My 67 GTO's hood lines up like it should to the car's body but will not latch down all the way. It will move up and down freely about one inch. I bought a hood latch assembly from OPGI.com but it feels like there is something missing. Is there an Internet link that anyone knows of that can tell me all I need to know about this or any website you would suggest that I can reference about any of my troubleshooting for my car? And what about literature, what is the best book or shop manual I can get my hands on to help me restore my car? Any help you could offer would be appreciated! Thanx


----------



## crustysack (Oct 5, 2008)

you may need to adjust the hood bumper bolts- these are located on the radiator support assembly on either side just before the fender- if these are stripped out or need new rubber that can definately cause the play in the hood- this website is pretty good for info there seems to be alot of knowledgeable people here- I would suggest Pontiac GTO Restoration guide by Paul Zazarine & Chuck Roberts- you can buy it on ebay


----------



## 05GTO (Oct 6, 2004)

In looking at the picture you uploaded it appears the hood is not flush in the front or rear. The first adjustment should be to the rear of the hood to get it flush with the cowl panel and fenders. There are 2 ways to lower the rear part; loosen the side bolts that attach to the fenders and lower the hood hendges, if they will not adjust try placing washers in between the hood hendge and the hood on the front bolt the attaches the hendge to the hood. If you have to add washers that is a sign that you may need new hendges.
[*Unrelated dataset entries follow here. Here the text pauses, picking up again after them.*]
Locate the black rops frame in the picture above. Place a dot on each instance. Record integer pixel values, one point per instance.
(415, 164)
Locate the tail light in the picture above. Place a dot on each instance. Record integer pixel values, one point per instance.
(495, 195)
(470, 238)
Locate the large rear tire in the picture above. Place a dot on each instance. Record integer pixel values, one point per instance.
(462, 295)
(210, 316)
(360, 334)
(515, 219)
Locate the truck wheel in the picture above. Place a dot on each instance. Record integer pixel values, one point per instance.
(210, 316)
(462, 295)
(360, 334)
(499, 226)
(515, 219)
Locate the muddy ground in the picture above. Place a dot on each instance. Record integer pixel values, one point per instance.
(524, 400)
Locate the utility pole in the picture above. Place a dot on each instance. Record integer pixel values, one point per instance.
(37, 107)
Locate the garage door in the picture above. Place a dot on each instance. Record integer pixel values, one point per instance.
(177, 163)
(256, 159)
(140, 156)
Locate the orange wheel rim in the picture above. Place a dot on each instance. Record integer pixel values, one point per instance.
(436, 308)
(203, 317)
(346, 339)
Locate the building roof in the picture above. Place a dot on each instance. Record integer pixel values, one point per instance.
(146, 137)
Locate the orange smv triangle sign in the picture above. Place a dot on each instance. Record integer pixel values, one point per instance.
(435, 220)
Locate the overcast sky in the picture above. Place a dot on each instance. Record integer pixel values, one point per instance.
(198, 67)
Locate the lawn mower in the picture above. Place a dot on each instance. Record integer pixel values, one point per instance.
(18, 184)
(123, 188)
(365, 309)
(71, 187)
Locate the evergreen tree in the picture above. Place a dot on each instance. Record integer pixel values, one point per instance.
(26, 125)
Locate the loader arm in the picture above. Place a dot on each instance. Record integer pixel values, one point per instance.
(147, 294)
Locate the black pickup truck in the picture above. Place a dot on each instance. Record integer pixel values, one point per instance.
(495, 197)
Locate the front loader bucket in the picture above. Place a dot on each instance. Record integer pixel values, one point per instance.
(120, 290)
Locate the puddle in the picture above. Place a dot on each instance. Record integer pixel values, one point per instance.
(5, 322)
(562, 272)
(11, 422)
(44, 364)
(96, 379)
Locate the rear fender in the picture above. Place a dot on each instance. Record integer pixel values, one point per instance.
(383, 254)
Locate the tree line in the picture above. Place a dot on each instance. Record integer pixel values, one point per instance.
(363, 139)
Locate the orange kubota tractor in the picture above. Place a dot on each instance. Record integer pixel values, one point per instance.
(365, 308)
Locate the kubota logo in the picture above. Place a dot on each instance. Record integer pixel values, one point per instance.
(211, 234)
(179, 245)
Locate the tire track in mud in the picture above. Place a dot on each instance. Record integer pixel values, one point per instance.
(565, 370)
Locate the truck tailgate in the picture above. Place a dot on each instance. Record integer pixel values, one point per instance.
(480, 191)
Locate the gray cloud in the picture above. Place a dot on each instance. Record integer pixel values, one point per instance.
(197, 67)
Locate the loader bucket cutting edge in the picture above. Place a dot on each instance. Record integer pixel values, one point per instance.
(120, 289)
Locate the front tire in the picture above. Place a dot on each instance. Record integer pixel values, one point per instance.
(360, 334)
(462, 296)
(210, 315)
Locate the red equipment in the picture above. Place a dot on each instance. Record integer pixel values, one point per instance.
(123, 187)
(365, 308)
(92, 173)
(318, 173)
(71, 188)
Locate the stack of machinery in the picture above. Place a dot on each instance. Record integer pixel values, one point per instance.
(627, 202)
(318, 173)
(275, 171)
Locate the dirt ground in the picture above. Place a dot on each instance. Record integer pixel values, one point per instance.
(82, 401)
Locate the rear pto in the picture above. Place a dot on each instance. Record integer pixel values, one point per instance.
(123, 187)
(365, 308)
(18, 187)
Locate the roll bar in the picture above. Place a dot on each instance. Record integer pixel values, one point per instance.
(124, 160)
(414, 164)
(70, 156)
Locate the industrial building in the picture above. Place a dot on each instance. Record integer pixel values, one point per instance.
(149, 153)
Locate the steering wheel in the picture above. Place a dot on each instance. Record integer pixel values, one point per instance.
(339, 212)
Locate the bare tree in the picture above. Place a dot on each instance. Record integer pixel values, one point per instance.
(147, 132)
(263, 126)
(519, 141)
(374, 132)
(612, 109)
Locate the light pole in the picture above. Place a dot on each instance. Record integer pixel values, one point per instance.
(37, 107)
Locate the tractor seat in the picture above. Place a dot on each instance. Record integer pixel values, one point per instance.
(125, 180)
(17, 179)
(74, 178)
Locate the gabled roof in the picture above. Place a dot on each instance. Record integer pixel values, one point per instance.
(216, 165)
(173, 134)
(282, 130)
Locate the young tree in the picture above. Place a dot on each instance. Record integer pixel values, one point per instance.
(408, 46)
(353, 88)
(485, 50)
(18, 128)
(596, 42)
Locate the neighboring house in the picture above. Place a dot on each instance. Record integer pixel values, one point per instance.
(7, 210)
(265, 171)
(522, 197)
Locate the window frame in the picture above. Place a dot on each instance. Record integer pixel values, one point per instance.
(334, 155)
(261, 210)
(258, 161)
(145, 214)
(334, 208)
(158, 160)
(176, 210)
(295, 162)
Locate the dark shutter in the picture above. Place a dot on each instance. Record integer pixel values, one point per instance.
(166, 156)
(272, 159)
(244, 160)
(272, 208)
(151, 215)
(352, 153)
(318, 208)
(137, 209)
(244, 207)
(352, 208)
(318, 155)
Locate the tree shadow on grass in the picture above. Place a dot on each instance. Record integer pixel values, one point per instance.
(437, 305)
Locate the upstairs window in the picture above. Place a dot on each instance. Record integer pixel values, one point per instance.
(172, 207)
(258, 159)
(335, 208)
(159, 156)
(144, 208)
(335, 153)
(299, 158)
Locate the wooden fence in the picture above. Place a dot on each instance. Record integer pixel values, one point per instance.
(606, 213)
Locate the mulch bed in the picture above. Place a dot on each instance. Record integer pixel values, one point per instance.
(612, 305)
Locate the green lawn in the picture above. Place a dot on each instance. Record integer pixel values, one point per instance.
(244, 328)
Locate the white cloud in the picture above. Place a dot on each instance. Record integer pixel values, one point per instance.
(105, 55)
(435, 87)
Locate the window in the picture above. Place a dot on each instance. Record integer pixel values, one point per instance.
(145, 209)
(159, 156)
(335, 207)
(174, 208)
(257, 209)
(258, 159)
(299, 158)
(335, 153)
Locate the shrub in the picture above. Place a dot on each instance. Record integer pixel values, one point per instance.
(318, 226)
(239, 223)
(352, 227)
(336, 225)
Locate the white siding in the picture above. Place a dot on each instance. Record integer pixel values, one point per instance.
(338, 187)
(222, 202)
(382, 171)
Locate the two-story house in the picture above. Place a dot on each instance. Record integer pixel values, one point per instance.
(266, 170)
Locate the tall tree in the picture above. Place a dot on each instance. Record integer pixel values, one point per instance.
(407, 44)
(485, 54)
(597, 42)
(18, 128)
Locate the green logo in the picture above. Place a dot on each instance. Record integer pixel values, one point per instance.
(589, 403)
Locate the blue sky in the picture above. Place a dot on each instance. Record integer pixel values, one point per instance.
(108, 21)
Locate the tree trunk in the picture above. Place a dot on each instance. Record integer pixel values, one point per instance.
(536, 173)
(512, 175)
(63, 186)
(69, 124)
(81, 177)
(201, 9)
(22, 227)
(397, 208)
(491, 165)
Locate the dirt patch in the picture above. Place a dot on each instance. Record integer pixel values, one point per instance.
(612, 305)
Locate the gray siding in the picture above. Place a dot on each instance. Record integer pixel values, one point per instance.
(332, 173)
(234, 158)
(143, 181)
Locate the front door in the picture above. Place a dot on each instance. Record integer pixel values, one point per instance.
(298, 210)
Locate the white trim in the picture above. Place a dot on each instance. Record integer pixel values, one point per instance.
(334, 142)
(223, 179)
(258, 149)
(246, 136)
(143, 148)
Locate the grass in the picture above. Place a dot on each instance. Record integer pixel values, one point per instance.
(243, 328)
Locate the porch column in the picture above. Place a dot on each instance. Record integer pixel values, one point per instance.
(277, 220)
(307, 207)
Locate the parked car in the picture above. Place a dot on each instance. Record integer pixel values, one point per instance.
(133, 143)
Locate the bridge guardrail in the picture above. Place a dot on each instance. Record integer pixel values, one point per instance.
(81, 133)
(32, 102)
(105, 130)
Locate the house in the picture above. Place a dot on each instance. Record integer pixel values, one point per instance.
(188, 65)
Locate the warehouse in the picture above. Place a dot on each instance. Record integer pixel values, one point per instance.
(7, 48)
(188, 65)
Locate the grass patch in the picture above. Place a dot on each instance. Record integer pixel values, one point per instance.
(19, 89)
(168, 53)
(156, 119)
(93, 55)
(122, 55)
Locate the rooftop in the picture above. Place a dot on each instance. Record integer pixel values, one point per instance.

On the front you have a hood latch with a spring, in the frame of the hood there is a threaded flat washer that the hood latch bolt fastens to, On the other side of the hood frame is a nut that is above the spring. Loosen this nut and screw the latch bolt into the threaded flat washer. It you go too far the hood will not latch, if you don't go far enough you will have the problem you are having now.


----------